Hormone Therapy: A Splash of Good News

Women sweating out menopausal symptoms got a splash of good news this week with the release of a new study showing that estrogen supplements can improve heart health in some middle-aged women. Earlier studies had raised concern that all types of hormone therapy increased menopausal women's risk of heart disease, in addition to increasing the risk of stroke, blood clots and, sometimes, breast cancer.

Specifically, the new study, appearing in the New England Journal of Medicine, found that recently menopausal women who started taking estrogen-only pills in their 40s or 50s, soon after they had their ovaries and uteruses surgically removed for medical reasons, and who continued taking them for an average of seven years, had about 30 to 40 percent less of the gummy arterial plaque that's associated with clogged arteries than similar women who took placebo pills. The women who were the most faithful about taking their daily pills had about a 60 percent reduction in the measurable plaque in their blood vessels.

Taking estrogen pills is not completely without risk--even young women face an increased chance of venous thrombo-embolism (potentially fatal blood clots). But the lead author of the new study, Dr. JoAnn Manson, Harvard professor and chief of prevention medicine at Brigham and Women's Hospital in Boston, said these results should be reassuring to women without ovaries and uteruses who want to use low-dose hormone therapy during their 40s and 50s to treat hot flashes and other symptoms. The news is particularly heartening because this is the group of menopausal women most likely to experience severe symptoms, and hormone therapy is the most effective treatment. It also has the added plus of preventing (at least in the short term) the accelerated bone loss associated with menopause.

Manson added that this study, like several other new analyses of data related to the huge federal Women's Health Inititative, clarifies the point that the risks of taking hormone therapy are not the same for everyone. Key determinants, like age, medical history and elapsed time since menopause, must be considered by clinicians before writing out prescriptions.

The authors also said that these new results have limited application to the much larger group of postmenopausal women who use combined hormone therapy (estrogen plus progesterone). While the addition of progesterone is necessary to protect women with intact uteruses from developing endometrial cancer, progesterone blunts estrogen's positive ability to reduce bad cholesterol. That partly explains why a a number of studies have indicated that over time, the use of combined hormone therapy increases the risk of heart disease, in addition to stroke, blood clots and breast cancer. However, for some younger postmenopausal women with moderate to severe symptoms, combined hormone therapy can be used with relatively little risk for less than five years.

Some heart experts, like Dr. Howard Hodis, director of the Artherosclerosis Research Center at the University of Southern California, hailed the new findings as strong evidence that women without uteruses should start taking estrogen-only pills right after menopause as part of a long-term strategy to prevent heart disease. He said he would urge such patients to stay on estrogen for the next several decades, advice that is similar to that given women 10 years ago. "All drugs are double-edged swords," he said. "but the bottom line is that these women are living longer."
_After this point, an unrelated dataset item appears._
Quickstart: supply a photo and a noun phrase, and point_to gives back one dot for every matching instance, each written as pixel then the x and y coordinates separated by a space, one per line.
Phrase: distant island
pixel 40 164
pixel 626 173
Other experts were quick to disagree with that conclusion. They said the current recommendation that hormones should only be used short term to treat symptoms and not to protect against heart disease should not be changed. "Estrogen has not been proven to be the elixir of life," said Dr. Jacques Rossouw, the project officer of National Institutes of Health's Women's Health Initiative and a coauthor of the study. He said there is still "no rigorous evidence" that estrogen can be used safely long term to prevent heart disease, especially since it is believed to cause more serious side effects over time.

Rossouw and Manson believe the prevailing theory: that as women age their plaque levels inevitably increase within blood vessels, whether they are using hormone therapy or not. At some point after 60, estrogen seems to switch from its good-girl role to become a cardiovascular troublemaker, they said. Or as an accompanying editorial in NEJM put it, estrogen appears to "destabilize a vessel with more advanced disease by promoting erosion, or even rupture, of the atherosclerotic plaque," which could prompt a range of circulation or cardiovascular problems.
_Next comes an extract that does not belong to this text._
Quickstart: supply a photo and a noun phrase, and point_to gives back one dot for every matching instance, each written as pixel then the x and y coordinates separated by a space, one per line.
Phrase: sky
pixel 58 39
Manson, the author of "Hot Flashes, Hormones and Your Health" (McGraw-Hill), said the latest hormone studies reinforce the consensus that "estrogen is complex and has many biological effects, and some risks increase with duration. We need to be cautious about long-term treatment with hormone therapy." She added that these new results should not be used to justify new use or continued use of hormones after the age of 60, when heart disease generally becomes more common. She said younger menopausal women with a history of heart problems, stroke, diabetes and blood clots in the legs should also be discouraged from using estrogen to treat their symptoms.